Robot dogs take a walk on the wired side
Robots are learning to walk and work. While robot dogs are not yet man's best friend, real autonomy and reasoning will make them useful companions in industry, search & rescue and even space exploration, writes Tom Cassauwers.
The first chords of the 1960s Motown song Do You Love Me, by the Contours sound on the speakers as the robots start to dance. Several models, including a bipedal humanoid version, and a four-legged dog-like contraption, are seen dancing with each other. They shuffle, do pirouettes and swing.

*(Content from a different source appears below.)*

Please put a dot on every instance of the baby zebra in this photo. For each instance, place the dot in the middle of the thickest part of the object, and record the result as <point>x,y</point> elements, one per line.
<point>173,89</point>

Released by the US robotics company Boston Dynamics, the viral video of robots with legs dancing created a stir at the end of 2020. Reactions ranged from people suggesting it was made using CGI, to fear that the robots were going to take over the world. Yet for all the impressive engineering, the video also showed the limitations that legged robots face. Whereas for humans dancing is quite easy, for robots it's incredibly hard, and the three-minute video meant that every movement of the robots had to be manually scripted in detail.
'Today robots are still relatively stupid,' said Marco Hutter, professor at ETH Zurich and expert in robotics. 'A lot of the Boston Dynamics videos are hand-crafted movements for specific environments. They need human supervision. In terms of real autonomy and reasoning, we're still far away from humans, animals or what we expect from science-fiction.'
In terms of real autonomy and reasoning, we're still far away from science-fiction.
Marco Hutter, LeMo
Yet these sorts of robots could be very helpful to humanity. They could help us when disasters strike, they could improve industrial operations and logistics and they could even help us explore outer space. But for that to happen we need to make legged robots better at basic tasks like walking and teach them how to do so without supervision.
The ERC-project LeMo is one of the investigations launched by European researchers to make robots move more autonomously. Their core premise is that legged locomotion isn't what it could be, and that machine learning techniques could improve it. LeMo is specifically focused on so-called reinforcement learning.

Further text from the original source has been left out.